Littérature

L’Adversaire est un faussaire

téléchargement«  Le pope se taisait, les sourcils froncés et les yeux fixés au sol, mais il écoutait attentivement. Et son visage n’était ni méchant, ni caustique, il était las, d’une sécheresse cadavérique, comme le visage des vieillards extrêmement âgés, desséchés, qui se conservent très longtemps, et dont la vie, dans l’étreinte de la mort, prend des formes singulières et durables. Un visage étrange, aux significations multiples, enrobé de mystère : cela pouvait être aussi bien celui d’un saint que celui d’un criminel qui vient d’égorger toute une famille, celui d’un brigand ou d’un larron.

— Ne désespère pas, diacre, dit-il doucement.

— Et vous, père Ivan, vous ne désespérez pas, peut-être ? 

Aussitôt, le visage du pope se durcit, et sa barbiche frémit.

— Je ne désespère pas.
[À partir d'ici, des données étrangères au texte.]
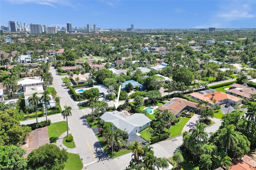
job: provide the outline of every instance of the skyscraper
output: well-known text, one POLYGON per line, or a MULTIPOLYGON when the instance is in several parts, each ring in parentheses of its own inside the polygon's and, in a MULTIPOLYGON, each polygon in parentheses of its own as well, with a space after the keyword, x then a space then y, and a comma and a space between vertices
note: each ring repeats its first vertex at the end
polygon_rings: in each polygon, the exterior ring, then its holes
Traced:
POLYGON ((30 28, 30 34, 42 34, 42 27, 41 24, 29 24, 30 28))
POLYGON ((57 33, 57 30, 56 29, 56 26, 46 27, 46 33, 47 34, 57 33))
POLYGON ((70 32, 73 31, 71 23, 67 23, 67 31, 68 32, 70 32))
POLYGON ((93 24, 93 32, 97 32, 97 27, 96 24, 93 24))
POLYGON ((90 24, 87 24, 87 28, 86 28, 87 29, 87 32, 90 32, 90 24))
POLYGON ((17 32, 17 22, 15 21, 9 21, 8 22, 8 26, 9 27, 9 31, 10 32, 17 32))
Je cherche un signe.

— Mais de quel signe parlez-vous ! fit le diacre, très agité.

Les signes, ça n’existe pas ! Il vous a pourtant tout expliqué.
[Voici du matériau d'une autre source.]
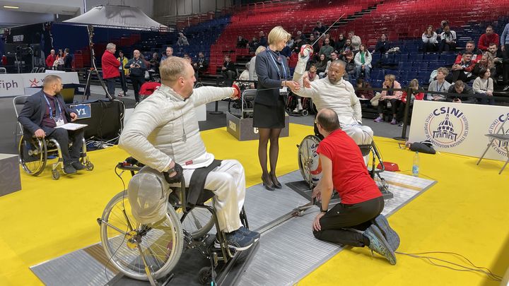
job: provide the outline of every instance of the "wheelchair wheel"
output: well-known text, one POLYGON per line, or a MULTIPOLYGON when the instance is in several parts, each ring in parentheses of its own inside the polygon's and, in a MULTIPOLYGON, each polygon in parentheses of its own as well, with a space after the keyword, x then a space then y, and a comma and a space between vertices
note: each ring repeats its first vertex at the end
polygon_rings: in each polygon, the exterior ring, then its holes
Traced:
POLYGON ((47 149, 44 139, 25 140, 24 136, 21 136, 18 152, 20 164, 27 174, 37 176, 44 171, 47 161, 47 149))
POLYGON ((110 201, 102 220, 101 242, 108 261, 128 277, 148 279, 144 258, 156 279, 167 275, 180 258, 184 244, 182 226, 170 204, 164 220, 142 225, 132 216, 127 193, 122 191, 110 201))
POLYGON ((304 137, 298 145, 297 160, 299 169, 304 181, 309 184, 310 188, 316 186, 322 177, 320 157, 316 153, 320 141, 318 137, 308 135, 304 137))
MULTIPOLYGON (((213 206, 213 201, 211 198, 204 204, 213 206)), ((214 226, 212 214, 206 208, 194 207, 185 216, 184 216, 182 208, 179 208, 177 210, 177 213, 180 218, 182 229, 189 232, 193 239, 203 237, 214 226)))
— Qui cela ? demanda le père Ivan, surpris.

Sans rien dire, terrifié, le diacre montra du doigt l’endroit où se trouvait le phonographe. Le père Ivan faillit éclater de rire, mais, en voyant les yeux du diacre affolés, presque figés, il se détourna.

— Il n’y est pour rien ! dit-il, mais d’une façon extrêmement vague.

Le diacre murmura :

— J’ai des pensées.

— Parle.

Le diacre se rapprocha.

— Est-ce qu’il peut imiter un saint ? Seulement, soyez honnête !

— Il peut, répondit le père Ivan après avoir réfléchi un instant.

Il jeta un bref coup d’œil au diacre et, de nouveau, se détourna.

— Ah ! soupira le diacre, comme s’il mourait ou perdait connaissance. Aaaah ! Alors, c’est donc ça, la vérité. Il peut, il peut…

— Tais-toi ! ordonna vivement le pope. Tais-toi.

Et, au même moment, surgit devant eux une possibilité terrible, inconcevable, qui ébranlait tous les fondements de la vérité : quelqu’un parlant dans le pavillon en nickel avec la voix céleste du Jésus le Sauveur. Et elle disait les mêmes mots, cette voix que l’homme ne peut, n’ose et ne doit entendre qu’à sa dernière heure, face au mystère sacré de la mort et de l’âme ailée. Avec l’épouvante suprême et impossible à dissimuler des âmes révoltées, ils se regardaient fixement dans les yeux, et un épais nuage blanc, moelleux et assourdissant comme du coton, les enveloppait. Il les enveloppait et les arrachait aux murs, à la terre, à la vie, et chacun d’eux ne voyait plus que deux yeux, deux terribles yeux d’homme, déments et véridiques dans leur épouvante sans fond.

— J’y vais, dit faiblement la voix du diacre, étouffée par le coton.

— Vas-y ! retentit en réponse une voix tout aussi faible, tout aussi aplatie, et l’épouvante se referma sur leurs têtes comme une eau sombre et tranquille. »

p. 494 à 497


Сын человеческий (Le Fils de l’homme), Leonid Andreïev (1909)

Éditions José Corti, collection Les Massicotés. 501 pages.